Welbehagen
Hanneke Poelmans is columniste. Ze schrijft geregeld over wat haar bezighoudt en verwondert. In aflevering 4: Welbehagen.
Ik heb een daad gesteld. Ik heb mijn jas aangedaan en heb de deur achter me dicht getrokken. Ik ben naar buiten gegaan en ben gaan lopen. Maakt niet uit waarheen. Eindeloze passen, tot waar de stemmen zachter worden, de luchtstroom warmer. Den Bosch. Antwerpen. Zwolle. Het maakt niet uit waar je bent, want je neemt altijd jezelf mee. Ik heb een daad gesteld, want ik ben opgestaan.

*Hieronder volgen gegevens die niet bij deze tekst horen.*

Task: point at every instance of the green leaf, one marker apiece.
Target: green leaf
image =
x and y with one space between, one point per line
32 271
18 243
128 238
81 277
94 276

De eerste stap zetten, daar begint alles altijd mee.
Nu loop ik hier. Het park. De takken kraken onder mijn voeten. De stad kraakt onder mijn voeten. De wereld kraakt onder mijn voeten. Ik wil dat de wereld leeft. Misschien dat ik dan vanzelf mee ga doen.
Alles laat zijn sporen na. De hondenpootjes op het zandpad. Zijn woorden. Of juist zijn zwijgen. De kale struik waar in de nazomer de late bramen hingen, die ik met mijn jongen heb geplukt.
In mijn jaszak voel ik met mijn vingers aan een snoephartje. Het is het laatste dat is blijven zitten. Expres bewaard, voor noodgevallen. Iemand met suikerziekte (jeweetmaarnooit) of mijn zoon die gesust of omgekocht moet worden. Ik klamp me aan het kleine zoete hartje vast alsof het het laatste is wat ik ooit nog vast zal houden. Hoe langer ik het vasthoud, hoe verder het af zal brokkelen, tot er niets meer van over is. Verpulverde suikerkruimels, een gebroken hart.
Ik loop, ik loop, ik loop. Om te vergeten, na te denken, niet te horen, niet te voelen, maar alles komt toch. Vanzelf. Hoe hard of ver je ook loopt, je neemt altijd jezelf mee.
Ik wilde altijd een vrouw zijn met een grote sjaal. En de vanzelfsprekendheid die daarbij hoort. Een hoogopgestoken knot, een lange jas en dan die sjaal, waar alle warmte die je jezelf kunt geven in past. Een oprechte glimlach bij het passeren van een vreemde. Vanzelfsprekend welbehagen.
Alles komt zo ongefilterd binnen, dat het niet eens meer binnen komt. Wuivend riet, knisperend afzetlit, kindergegil, het licht, het zwarte water.
Niemand heeft me ooit geleerd dat je niet moet drinken tot je geen dorst meer hebt.
Ik heb een daad gesteld, vandaag. En gisteren ook, en morgen. Ik ben gaan lopen, lopen, lopen.
Ik heb extra warme sokken aangedaan.